| Zeek, I've been lucky enough to have benefitted from Sqlalchemy and Mako (but it's been awhile). Thanks. This article looked like it was going to hit the sweet spot of stuff I'm curious about, but I found I was still left with questions. If you (or anyone) will indulge me... I'll try and ask a question to help clarify matters. I work at a University on legacy ERP system(s). During registration there are 800+ concurrent connections but normally it floats around 200. Most all of these connections are idle. As you pointed out, a db may not be io/context bound (still hazy on that one). At the end of the day I consider myself technically astute, but basically a crud business programmer. I understand ACID and transactions; threads and async, maybe not so much. Where I've always thought async could provide benefit would be in the following scenario. Our apps make a large # of procedural db calls today. If after studying them I realize that many are independent (i.e. reads) and could be 'batched' could that not provide a big performance/latency improvement? I.e. instead of the serial sequence of calls that happen now (even if a stored proc), async allows me to submit multiple sql calls. What I'm calling batch. In this ideal world, sqlalchemy would take care of the details (perhaps with some guidance directives as to whether ordering of results was important) and assemble the results. Is this not a possible future 'async' sqlalchemy with superior responsiveness?
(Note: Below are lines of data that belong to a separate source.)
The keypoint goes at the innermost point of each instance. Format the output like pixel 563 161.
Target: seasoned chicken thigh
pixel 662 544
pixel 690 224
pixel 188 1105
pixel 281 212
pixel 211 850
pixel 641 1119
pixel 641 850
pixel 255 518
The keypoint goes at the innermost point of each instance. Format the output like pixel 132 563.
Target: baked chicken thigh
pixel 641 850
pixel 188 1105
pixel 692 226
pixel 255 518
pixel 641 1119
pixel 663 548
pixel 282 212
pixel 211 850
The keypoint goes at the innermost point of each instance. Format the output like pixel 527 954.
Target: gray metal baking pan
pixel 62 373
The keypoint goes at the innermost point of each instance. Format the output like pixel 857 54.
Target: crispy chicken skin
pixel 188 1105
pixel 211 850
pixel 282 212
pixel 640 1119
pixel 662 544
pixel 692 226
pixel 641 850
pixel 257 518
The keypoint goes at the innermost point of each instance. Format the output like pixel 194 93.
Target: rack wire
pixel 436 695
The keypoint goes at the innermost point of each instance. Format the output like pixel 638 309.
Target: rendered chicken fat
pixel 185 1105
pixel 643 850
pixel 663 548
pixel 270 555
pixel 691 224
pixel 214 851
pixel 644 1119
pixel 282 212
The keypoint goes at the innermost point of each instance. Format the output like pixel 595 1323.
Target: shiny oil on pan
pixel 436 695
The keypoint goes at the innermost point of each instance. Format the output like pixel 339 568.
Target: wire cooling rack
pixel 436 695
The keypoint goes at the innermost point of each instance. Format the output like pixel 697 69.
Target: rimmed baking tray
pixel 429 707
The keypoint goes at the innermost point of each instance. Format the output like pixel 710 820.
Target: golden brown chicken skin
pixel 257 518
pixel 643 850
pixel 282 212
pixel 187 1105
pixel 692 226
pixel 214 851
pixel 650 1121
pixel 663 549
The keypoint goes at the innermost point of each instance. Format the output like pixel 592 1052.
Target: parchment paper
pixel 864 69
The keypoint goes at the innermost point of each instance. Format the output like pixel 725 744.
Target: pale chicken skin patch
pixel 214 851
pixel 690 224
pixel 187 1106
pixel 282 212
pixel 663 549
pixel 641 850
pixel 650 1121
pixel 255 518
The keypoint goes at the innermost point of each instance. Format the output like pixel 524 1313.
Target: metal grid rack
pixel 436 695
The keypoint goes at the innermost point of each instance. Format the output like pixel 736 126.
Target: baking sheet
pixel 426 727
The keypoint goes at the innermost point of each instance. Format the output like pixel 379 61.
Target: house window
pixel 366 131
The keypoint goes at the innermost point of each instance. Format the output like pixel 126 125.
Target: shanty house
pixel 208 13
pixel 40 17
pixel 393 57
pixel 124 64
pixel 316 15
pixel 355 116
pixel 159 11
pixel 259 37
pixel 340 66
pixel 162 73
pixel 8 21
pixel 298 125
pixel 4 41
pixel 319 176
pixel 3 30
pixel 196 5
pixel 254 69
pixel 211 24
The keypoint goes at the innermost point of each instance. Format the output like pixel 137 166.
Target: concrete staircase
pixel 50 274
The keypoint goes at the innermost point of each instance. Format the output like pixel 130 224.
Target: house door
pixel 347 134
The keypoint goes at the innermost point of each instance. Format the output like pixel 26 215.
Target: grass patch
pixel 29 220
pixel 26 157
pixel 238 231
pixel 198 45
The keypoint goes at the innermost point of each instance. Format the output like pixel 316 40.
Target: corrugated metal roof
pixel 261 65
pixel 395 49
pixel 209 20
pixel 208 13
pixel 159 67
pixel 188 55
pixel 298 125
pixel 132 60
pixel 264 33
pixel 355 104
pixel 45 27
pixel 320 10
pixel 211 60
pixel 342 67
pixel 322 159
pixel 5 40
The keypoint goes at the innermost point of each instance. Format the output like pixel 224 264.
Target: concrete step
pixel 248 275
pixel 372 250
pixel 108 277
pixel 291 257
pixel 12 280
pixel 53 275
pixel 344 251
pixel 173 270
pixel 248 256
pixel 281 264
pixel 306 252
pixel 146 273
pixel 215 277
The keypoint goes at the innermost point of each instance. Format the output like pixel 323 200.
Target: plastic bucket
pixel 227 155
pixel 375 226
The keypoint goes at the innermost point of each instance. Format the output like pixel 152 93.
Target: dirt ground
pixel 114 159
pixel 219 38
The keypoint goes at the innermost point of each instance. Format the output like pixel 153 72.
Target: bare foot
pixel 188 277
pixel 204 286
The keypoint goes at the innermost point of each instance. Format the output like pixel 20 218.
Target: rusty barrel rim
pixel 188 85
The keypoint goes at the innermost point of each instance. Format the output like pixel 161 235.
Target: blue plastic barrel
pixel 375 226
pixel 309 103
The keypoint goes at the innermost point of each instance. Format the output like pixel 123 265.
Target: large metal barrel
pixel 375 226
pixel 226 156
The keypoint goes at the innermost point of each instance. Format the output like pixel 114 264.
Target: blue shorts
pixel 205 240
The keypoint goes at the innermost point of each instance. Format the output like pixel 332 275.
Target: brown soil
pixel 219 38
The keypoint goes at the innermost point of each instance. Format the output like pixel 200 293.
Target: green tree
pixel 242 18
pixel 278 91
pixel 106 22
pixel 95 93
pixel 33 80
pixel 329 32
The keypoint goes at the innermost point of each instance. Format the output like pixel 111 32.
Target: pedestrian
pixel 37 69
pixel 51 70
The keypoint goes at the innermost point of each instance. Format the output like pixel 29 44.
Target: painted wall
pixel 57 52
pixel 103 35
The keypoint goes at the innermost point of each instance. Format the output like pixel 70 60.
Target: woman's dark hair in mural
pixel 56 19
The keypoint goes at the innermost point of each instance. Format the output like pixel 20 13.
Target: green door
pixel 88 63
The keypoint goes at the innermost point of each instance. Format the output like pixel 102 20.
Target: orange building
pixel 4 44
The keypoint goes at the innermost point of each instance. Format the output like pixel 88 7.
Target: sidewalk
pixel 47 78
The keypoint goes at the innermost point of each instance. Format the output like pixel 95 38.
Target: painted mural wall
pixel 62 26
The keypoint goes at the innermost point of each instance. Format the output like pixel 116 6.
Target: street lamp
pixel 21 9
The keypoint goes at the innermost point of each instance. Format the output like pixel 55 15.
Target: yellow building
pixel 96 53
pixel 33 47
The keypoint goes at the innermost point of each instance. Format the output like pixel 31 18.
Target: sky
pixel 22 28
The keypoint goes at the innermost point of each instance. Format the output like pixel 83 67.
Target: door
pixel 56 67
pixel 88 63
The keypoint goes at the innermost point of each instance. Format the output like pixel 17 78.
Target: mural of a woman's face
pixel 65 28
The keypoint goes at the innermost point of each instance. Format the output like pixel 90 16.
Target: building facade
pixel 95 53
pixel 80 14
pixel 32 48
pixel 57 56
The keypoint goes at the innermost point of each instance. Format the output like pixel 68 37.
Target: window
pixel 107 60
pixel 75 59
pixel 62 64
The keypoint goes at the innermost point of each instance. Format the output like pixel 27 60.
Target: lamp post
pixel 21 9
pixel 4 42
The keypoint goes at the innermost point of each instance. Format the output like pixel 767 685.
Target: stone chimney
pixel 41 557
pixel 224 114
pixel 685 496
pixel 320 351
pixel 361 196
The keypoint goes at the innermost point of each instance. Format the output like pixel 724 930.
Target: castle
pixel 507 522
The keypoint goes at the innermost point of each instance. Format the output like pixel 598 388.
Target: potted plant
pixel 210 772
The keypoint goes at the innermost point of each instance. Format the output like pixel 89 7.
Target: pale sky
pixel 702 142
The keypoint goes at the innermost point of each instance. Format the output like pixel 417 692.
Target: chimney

Don't threads block on each sql request? |
The rudimental SQLAlchemy-emulation system within aiopg right now can probably accommodate this use case but it is Postgresql specific. "Legacy ERP system" sounds like there's some different database in play there, if you are relying upon closed-source drivers you'd have to get access to a non-blocking API within them. Else you're stuck with threads.
acveilleux's point about caching here is very relevant and I thought of that also. if these are indeed independently read sets of fairly non-changing data, pulling it from a cache is the more traditional approach to reducing latency (as well as the need for 800+ database connections).